Young was born at Spartanburg, South Carolina on November 15, 1836.[2] His father, Dr. R. M. Young, was a son of Capt. William Young, a soldier in the American Revolution under George Washington. Young's maternal grandmother descended from the Cavaliers of England, who migrated to Maryland around the 1740s. She married Mourning Stone, who was a Loyalist during the American Revolution, and helped to give refuge to Lord Cornwallis during his campaign in South Carolina.[3] When Pierce was a small boy, his father moved to Bartow County, Georgia, and enlisted private tutors for his children.[2] At the age of thirteen, Young entered the Georgia Military Institute in Marietta, and graduated in 1856.[2] He subsequently briefly studied law. In 1857, he was appointed to the United States Military Academy but resigned only two months before graduation due to Georgia's secession.[4][2]
Young's cavalry was attached to Wade Hampton'sbrigade of J.E.B. Stuart's cavalry division in the Army of Northern Virginia in 1862.[5] He was distinguished for "remarkable gallantry," as Stuart expressed it, in the Maryland Campaign.[5][6] Promoted to colonel, he rendered brilliant service at the Battle of Brandy Station and participated in the cavalry operations of the Gettysburg Campaign.[5][6][7] In early August, he was wounded in another fight near Brandy Station. In October, he was promoted to brigadier general and assigned command of Hampton's old brigade, consisting of the 1st and 2nd South Carolina cavalry regiments, the Cobb Legion, Jeff Davis Legion and Phillips' Legion.[5][7][8] He was actively engaged during the Bristoe and Mine Run Campaigns, where on October 12, 1863, by adroit maneuvering, he compelled an enemy division to recross the Rappahannock River.[4] An admiring Stuart reported, "The defeat of an expedition which might have proved so embarrassing entitles the officers who effected it to the award of distinguished skill and generalship."[4][7]

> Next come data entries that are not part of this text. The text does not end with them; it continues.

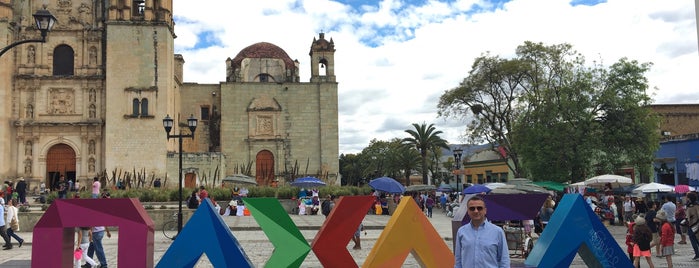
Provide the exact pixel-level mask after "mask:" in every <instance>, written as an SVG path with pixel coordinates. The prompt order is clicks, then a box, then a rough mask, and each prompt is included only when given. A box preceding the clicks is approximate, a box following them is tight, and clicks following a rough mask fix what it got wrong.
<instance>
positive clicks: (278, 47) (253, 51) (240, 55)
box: [231, 42, 294, 70]
mask: <svg viewBox="0 0 699 268" xmlns="http://www.w3.org/2000/svg"><path fill="white" fill-rule="evenodd" d="M246 58H272V59H281V60H283V61H284V64H285V65H286V68H287V69H292V70H293V69H294V61H293V60H291V58H289V55H288V54H286V51H284V50H283V49H281V48H280V47H278V46H276V45H275V44H272V43H267V42H259V43H256V44H252V45H250V46H248V47H246V48H244V49H243V50H241V51H240V52H239V53H238V55H236V56H235V58H233V61H232V63H231V64H232V65H233V68H237V67H240V62H242V61H243V59H246Z"/></svg>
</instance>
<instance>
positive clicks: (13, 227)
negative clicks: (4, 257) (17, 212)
mask: <svg viewBox="0 0 699 268" xmlns="http://www.w3.org/2000/svg"><path fill="white" fill-rule="evenodd" d="M10 228H11V229H12V231H15V232H19V222H18V221H17V216H16V215H15V216H14V217H12V220H11V221H10Z"/></svg>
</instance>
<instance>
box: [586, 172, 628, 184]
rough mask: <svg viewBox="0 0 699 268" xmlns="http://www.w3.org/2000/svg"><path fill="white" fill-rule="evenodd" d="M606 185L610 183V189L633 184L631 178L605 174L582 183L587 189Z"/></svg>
mask: <svg viewBox="0 0 699 268" xmlns="http://www.w3.org/2000/svg"><path fill="white" fill-rule="evenodd" d="M607 183H610V184H611V185H612V187H615V186H616V187H621V186H626V185H631V184H633V181H632V180H631V178H627V177H624V176H619V175H613V174H605V175H599V176H595V177H592V178H589V179H587V180H585V181H584V184H585V186H587V187H604V185H606V184H607Z"/></svg>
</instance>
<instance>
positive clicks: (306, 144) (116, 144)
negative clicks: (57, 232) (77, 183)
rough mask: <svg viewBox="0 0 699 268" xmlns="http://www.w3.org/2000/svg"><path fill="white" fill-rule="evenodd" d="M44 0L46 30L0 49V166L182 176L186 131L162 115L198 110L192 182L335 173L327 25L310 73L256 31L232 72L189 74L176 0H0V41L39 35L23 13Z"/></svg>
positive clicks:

In 1864, Young played a prominent part in the Overland Campaign in Virginia, and when Hampton assumed command of the cavalry after Stuart's death at Yellow Tavern, he temporarily took Hampton's place as division commander.[7] In November, Young was sent to Augusta to gather reinforcements and aid in the defense of that city, threatened by William T. Sherman. Promoted to major general in December, he was actively engaged in the defense of Savannah and the 1865 campaign in the Carolinas under General Hampton until the close of the war.[4][8]